Policy remains good as new
I'm a reader, and lately I've had to turn to my books, as my computer at home is showing signs of ill-health or old age and generally is not working right. So my on-line reading is pretty much on hold.
But most of my books are in boxes, awaiting the long-delayed arrival of some book cases some friends say they have put together for me. The book cases are a hundred odd miles away and it seems to be an insuperable distance.
So I picked the low hanging fruit - a box on the floor with a couple of volumes in it that I have been putting off reading for decades. One of them is "Khrushchev Remembers," the memoirs of the Soviet dictator who is maybe the first international figure I was really aware of in my early years.
The book was published in 1970. I found my copy second-hand somewhere along the line; I've had the book so long I no longer remember, unlike Khrushchev, where I even got it. I suspect a Friends of the Library sale somewhere. It's the kind of book to end up in that kind of sale.
I hadn't read it because I couldn't get past the somewhat turgid introduction, by a British journalist who spent years in Moscow covering the Stalin-era Soviet government and who personally knew all the characters Khrushchev talks about. He provides very valuable comments and footnotes throughout the book, but his introduction is not compelling. This time I just skipped it.
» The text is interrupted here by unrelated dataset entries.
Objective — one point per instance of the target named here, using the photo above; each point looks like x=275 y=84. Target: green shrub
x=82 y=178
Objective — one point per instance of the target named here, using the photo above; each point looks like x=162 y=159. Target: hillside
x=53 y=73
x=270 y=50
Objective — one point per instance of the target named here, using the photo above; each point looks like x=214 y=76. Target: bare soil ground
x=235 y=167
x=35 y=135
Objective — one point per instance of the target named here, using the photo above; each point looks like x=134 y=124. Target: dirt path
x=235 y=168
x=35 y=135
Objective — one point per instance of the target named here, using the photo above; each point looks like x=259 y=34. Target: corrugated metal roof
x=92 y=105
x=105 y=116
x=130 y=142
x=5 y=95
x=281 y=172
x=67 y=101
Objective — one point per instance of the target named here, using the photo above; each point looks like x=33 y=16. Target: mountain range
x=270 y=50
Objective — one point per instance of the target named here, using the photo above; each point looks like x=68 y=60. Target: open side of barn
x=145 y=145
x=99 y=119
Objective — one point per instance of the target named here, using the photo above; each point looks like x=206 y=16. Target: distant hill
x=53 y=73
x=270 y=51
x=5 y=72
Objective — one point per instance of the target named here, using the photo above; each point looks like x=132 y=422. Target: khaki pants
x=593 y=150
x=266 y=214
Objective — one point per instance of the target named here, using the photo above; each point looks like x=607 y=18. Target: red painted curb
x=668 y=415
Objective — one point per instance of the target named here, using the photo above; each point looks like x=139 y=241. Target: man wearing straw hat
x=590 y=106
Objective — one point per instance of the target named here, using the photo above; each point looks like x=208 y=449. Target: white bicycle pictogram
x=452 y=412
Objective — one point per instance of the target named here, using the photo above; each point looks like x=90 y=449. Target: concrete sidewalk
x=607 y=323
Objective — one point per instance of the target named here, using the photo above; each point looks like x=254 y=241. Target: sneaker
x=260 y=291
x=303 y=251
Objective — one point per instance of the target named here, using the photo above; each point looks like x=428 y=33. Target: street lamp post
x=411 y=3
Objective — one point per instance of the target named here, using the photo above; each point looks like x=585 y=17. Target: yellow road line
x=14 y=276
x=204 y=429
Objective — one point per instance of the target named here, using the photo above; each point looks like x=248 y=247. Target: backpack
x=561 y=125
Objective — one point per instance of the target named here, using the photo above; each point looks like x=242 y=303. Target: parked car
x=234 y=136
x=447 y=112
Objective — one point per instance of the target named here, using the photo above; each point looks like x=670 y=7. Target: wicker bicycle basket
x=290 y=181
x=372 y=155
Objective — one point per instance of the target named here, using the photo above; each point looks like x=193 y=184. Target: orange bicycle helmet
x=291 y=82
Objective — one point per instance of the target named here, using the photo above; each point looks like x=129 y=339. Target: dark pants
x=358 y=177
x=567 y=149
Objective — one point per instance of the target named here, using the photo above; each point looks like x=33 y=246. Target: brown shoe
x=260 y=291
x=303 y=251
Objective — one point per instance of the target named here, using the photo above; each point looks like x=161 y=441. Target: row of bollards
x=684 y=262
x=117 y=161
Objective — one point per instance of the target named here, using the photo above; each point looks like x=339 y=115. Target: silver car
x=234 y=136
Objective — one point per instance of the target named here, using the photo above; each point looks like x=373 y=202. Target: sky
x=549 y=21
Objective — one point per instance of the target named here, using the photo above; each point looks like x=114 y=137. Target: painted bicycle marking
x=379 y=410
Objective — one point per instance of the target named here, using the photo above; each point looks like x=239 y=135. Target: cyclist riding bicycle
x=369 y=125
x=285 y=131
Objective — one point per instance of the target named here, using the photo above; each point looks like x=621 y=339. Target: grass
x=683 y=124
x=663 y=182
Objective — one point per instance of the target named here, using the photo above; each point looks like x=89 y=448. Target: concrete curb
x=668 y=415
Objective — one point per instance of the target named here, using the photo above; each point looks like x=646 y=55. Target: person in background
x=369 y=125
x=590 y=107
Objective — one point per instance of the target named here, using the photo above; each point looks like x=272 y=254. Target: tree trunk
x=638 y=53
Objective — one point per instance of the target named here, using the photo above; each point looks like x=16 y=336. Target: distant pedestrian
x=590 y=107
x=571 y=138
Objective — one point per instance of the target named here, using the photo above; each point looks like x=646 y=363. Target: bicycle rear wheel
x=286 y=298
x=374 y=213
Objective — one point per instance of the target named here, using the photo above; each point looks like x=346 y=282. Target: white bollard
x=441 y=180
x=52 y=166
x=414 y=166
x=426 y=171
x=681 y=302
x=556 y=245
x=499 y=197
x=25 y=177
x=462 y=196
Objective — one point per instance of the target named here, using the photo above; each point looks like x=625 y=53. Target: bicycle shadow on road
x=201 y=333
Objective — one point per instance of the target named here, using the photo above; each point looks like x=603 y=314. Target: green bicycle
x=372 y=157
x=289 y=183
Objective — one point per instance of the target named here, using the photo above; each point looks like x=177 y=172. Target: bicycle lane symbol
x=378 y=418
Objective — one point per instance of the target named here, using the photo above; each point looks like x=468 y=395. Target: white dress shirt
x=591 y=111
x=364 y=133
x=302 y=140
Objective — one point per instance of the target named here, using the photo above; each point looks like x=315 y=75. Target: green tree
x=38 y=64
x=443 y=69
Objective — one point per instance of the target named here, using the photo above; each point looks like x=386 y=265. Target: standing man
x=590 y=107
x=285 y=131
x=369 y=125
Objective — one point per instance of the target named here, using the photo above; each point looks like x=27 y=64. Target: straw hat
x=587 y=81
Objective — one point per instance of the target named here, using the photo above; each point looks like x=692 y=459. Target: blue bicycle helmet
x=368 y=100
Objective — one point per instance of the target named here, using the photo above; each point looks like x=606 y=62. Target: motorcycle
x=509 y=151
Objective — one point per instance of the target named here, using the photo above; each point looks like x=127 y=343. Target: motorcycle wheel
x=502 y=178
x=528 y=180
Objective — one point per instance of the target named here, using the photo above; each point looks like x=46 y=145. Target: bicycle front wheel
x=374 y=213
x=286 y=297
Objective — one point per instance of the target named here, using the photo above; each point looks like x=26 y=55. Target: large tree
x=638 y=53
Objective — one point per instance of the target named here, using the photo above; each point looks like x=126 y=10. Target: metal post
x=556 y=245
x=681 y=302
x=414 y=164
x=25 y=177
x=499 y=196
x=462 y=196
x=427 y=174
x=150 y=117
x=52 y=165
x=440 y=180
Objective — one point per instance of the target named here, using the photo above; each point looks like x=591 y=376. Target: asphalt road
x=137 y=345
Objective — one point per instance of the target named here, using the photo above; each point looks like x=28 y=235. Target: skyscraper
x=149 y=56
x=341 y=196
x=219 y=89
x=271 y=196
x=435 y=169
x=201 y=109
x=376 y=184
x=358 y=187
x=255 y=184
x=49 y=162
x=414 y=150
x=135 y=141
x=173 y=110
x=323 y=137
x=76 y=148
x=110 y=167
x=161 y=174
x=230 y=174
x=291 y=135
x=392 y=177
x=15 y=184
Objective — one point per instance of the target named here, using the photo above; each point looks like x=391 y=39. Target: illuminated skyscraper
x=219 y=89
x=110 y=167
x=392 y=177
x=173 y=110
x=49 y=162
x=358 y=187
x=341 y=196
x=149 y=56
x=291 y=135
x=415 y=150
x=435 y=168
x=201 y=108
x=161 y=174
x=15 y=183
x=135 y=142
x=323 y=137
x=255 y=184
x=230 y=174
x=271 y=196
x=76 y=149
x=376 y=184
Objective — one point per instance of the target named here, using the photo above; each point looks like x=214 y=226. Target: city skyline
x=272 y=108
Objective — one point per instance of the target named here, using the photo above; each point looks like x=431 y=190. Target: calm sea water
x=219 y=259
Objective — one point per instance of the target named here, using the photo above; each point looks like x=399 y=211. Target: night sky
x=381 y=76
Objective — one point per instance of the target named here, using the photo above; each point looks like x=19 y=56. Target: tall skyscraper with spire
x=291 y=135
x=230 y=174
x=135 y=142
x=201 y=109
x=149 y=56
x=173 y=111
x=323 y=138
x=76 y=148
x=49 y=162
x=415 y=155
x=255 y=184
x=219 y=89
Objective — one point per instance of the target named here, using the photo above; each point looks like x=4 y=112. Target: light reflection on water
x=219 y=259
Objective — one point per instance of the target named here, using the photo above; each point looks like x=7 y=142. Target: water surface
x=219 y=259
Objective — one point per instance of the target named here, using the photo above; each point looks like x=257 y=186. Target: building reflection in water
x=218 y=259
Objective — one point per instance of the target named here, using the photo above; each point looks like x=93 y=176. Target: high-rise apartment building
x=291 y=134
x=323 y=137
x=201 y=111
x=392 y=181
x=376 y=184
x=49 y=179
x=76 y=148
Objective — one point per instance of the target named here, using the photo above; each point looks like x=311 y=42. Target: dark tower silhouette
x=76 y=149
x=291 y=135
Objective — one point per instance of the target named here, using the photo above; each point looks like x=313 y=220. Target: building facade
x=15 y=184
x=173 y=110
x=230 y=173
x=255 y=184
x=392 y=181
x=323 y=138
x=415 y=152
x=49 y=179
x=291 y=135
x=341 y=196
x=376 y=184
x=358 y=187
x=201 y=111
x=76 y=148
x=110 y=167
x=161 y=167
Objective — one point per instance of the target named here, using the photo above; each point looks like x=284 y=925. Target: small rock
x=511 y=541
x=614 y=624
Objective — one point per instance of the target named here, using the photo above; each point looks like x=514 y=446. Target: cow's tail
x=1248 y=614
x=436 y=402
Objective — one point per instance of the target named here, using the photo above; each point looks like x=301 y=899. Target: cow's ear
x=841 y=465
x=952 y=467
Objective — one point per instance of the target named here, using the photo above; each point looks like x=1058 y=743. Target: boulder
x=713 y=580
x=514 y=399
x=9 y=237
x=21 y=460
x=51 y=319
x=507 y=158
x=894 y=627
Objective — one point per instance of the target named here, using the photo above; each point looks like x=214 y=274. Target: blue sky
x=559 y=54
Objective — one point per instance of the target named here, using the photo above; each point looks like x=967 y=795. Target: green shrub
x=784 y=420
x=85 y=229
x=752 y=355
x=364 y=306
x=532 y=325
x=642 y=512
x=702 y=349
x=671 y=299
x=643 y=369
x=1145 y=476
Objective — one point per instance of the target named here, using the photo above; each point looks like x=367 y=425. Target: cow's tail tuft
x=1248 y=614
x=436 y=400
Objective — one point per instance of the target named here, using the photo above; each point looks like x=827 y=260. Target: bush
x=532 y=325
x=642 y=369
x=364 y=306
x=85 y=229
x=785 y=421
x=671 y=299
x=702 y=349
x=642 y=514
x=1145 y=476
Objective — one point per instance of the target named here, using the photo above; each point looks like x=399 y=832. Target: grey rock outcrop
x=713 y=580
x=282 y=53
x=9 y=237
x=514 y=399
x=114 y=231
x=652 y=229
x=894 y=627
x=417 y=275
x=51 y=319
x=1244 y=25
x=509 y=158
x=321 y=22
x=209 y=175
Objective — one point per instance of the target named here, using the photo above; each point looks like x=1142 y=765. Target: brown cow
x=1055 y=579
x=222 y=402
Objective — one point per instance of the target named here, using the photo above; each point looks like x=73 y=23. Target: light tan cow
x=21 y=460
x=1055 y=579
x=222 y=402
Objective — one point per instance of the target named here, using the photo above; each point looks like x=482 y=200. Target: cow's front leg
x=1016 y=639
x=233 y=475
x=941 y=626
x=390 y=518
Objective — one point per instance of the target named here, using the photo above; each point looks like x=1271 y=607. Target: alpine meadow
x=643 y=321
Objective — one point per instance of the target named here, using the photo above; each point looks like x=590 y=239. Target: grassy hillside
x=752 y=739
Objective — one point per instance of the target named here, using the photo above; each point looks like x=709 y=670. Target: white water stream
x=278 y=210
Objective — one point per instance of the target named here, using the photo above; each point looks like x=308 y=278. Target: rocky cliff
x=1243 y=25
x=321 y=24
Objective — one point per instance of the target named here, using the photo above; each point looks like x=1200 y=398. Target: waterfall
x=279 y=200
Khrushchev interests me because he was the Soviet strongman when I was growing up. Outside of an "I Like Ike" button floating around the house in 1956, I first became aware of the great big world out there around 1960. There was the Kennedy-Nixon debate (we were a Nixon household because Kennedy was Catholic and we were Baptists), but before that was a big dust-up over a scheduled summit meeting between Ike and Khrushchev that got canceled after a U.S. spy plane was shot down over Soviet territory a short time before the summit was to take place.
What got my 8-year-old attention back then was that the U.S. government at first denied the incident, then when the Soviets produced the pilot, Francis Gary Powers, alive and pretty much well, had to admit that it had happened after all. (Our side had bet that Powers was dead.) This was my first exposure to the U.S. government getting caught in a lie. Up until then, I believed as I was taught: Our side was perfect; the Soviets were evil and always wrong. It was a shock to my young system.
Khrushchev recounts with some glee the propaganda coup brought about by the U2 incident. What Americans at the time did not appreciate - not even our own government - was how great an inferiority complex the Soviets had regarding the West and especially the United States.
In 1960, the USSR was far, far behind the United States in every military match-up except for the number of men in its army. Khrushchev ordered an all-out build-up of Soviet missile strength as the only way to achieve some sort of parity with the United States. In PR terms, it worked. One of the big issues in the 1960 U.S. presidential election was John Kennedy's charge that a "missile gap" existed between the United States and the USSR - in their favor. It wasn't true, Kennedy probably knew it, but he beat the issue like drum anyway.
Beyond that, one revelation in Khrushchev's memoir took me quite by surprise. Before World War II, the Soviet Union supplied arms and supplies to Chiang Kai-shek in his civil war against Mao Tse Tung. I'ev never come across that before. During and after the war, Chiang was our guy who stuck to the United States like glue, while Mao was a dirty Commie, indistinguishable from the devils in Moscow.
According to the notes of the book, "Mao never forgot" the early Soviet support for Chiang, which might well account for the tension and hostility that always existed between the USSR and Red China. Americans, I think, never really appreciated the depth of the hostility between the two countries. During the Vietnam War, the North Vietnamese continually played one off against the other to get the best deal on arms and food aid. In 1969, long after Khrushchev left the scene, China and the USSR actually engaged in a brief shooting war over some disputed territory. It didn't get a lot of attention at the time because when two totalitarian governments control all the news, not a lot leaks out. Neither side won the war, by the way. Both governments realized it was pretty foolish and agreed to a cease-fire.
Also worth noting is Khrushchev's version of the Cuban Missile Crisis, which had 10-year-olds in schoolyards across the nation looking up at every plane passing overhead, wondering if that was the one that was going to drop the Bomb. It was a tense time.
Khrushchev's account is that by 1962, his government realized Cuba was a valued ally, and the U.S.-backed Bay of Pigs invasion, even though it was a disaster, was a sign that the United States would keep trying to overthrow Fidel Castro until it got it right. He decided to move ICBMs into Cuba as a warning to the United States that the U.S. mainland would be at risk if we invaded again.
In Khrushchev's eyes, the crisis played out as a Soviet victory because President Kennedy pledged (secretly) never to invade Cuba, and that was what Khrushchev wanted. Our side had better PR, however, and the world generally saw the crisis as the United States having forced the Soviets to back down. What Khrushchev saw as a victory actually was the trigger that began two years of plotting within the Kremlin. He was deposed in August 1964, a fact that goes totally unmentioned in the book.
The world has done pretty much a 180 since his day, and Khrushchev is not much remembered today. But he did live a heck of a life.